The claims of the Boskin commission were dubious.* However, it was decided to re-weight the basket of goods as prices rose on individual goods in order to reflect the substitution effect. As a result, the CPI does not measure true inflation through a static basket of goods, but an ever-changing basket based on consumers substituting out basket items as they rise in price. As an example, it’s like re-weighting the index to reflect the fact that more people are buying beer because wine has become too expensive. This serves to understate the true cost of the desired basket of goods in favor of a less expensive actual basket.
The next major step taken in the 1990s was around the issue of Hedonics. As technology advances, items like Computers and Televisions become more sophisticated. This increase in sophistication that consumers enjoy is not taken into effect by the actual price of the goods. Therefore, the CPI must be adjusted downward to capture the hidden price reduction from ‘hedonic improvement’ or so the theory goes. As an example, a Computer in the year 2008 is much more sophisticated than one from the year 2002. Therefore the theoretical price of the computer in 2008 must be adjusted upward to reflect this. Since the actual price is less than this theoretical price, the difference serves to reduce the measurement of inflation.
If this sounds like nonsense to you, I can’t argue with you.**
The last ridiculous inflation calculation is the Core CPI. This measures the rate of inflation minus food and energy.

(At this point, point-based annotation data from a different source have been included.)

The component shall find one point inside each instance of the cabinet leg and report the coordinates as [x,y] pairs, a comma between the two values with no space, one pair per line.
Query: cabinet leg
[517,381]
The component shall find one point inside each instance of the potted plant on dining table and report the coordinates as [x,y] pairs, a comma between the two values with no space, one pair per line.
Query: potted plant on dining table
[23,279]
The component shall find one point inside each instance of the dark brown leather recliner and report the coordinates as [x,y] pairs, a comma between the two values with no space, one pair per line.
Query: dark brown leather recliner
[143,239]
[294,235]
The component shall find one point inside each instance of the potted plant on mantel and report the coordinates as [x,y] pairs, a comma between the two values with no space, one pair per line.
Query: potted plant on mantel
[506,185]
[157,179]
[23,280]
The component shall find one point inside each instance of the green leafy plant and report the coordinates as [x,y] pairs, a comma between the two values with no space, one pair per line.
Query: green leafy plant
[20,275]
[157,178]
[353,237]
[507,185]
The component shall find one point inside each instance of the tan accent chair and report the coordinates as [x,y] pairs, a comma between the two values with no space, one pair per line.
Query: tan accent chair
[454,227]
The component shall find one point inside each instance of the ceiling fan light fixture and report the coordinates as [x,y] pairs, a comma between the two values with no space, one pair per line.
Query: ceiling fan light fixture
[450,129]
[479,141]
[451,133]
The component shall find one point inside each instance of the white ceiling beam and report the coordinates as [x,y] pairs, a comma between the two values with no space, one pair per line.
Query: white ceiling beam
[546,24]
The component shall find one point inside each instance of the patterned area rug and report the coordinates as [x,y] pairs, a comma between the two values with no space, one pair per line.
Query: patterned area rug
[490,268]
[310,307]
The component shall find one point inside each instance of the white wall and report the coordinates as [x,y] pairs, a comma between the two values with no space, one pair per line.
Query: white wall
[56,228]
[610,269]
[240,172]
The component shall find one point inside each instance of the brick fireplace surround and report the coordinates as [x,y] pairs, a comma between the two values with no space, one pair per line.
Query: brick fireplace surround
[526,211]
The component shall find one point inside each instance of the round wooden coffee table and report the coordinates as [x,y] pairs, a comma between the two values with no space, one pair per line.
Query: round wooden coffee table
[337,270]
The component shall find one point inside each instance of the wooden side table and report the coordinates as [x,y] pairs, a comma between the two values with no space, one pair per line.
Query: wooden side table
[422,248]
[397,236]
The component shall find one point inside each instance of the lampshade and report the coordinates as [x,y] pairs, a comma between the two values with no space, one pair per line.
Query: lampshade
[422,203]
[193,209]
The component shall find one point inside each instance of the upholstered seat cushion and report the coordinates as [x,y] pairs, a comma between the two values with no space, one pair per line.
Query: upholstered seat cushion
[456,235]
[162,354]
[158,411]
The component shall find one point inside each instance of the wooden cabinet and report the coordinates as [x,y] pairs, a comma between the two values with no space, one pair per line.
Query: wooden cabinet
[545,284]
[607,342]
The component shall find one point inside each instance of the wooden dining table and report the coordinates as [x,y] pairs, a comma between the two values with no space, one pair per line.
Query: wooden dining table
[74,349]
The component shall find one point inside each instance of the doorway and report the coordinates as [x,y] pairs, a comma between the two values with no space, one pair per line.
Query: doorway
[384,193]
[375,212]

Food and energy are two of the largest components in the basket of goods we buy. But they are excluded in order to see the underlying ‘core’ inflationary trend. The theory goes like this: Because food and energy prices are volatile in ways that have nothing to do with the overall state of the economy and the inflationary pressures resulting from the business cycle, to predict the future path of inflation, they must be excluded.
The problem with the Core CPI is that it has been woefully inadequate in signaling the danger associated with stubbornly high food and energy price inflation. If the cost of milk, rice, OJ, oil, or you name it keeps rising for months or years, the Core CPI becomes meaningless. That is what has happened over the past few years.
All of which is to say: We have a very distorted view of inflation. As a result, we have a very distorted view of the real growth rate of the economy. If the CPI were measured today as it was in the 1970s, we would have seen a much deeper recession in 2001-2002 and we would see that we were clearly in recession today. Like it or not, the present meausure of inflation has deceived the general public into believing the economy has been more robust over the past 15-odd years than it actually was.
**Hedonic adjustments only serve to lower inflation by artificially lowering the cost of goods. But, what about service? Why us there not an increase in the implicit cost of services using Hedonics. After all, service quality has declined as most things have become automated. Calling customer service in today’s world is significantly ‘more expensive’ from a hedonic perspective than it was in the 1980s. This example demonstrates how these adjustments cumulatively skew CPI downward.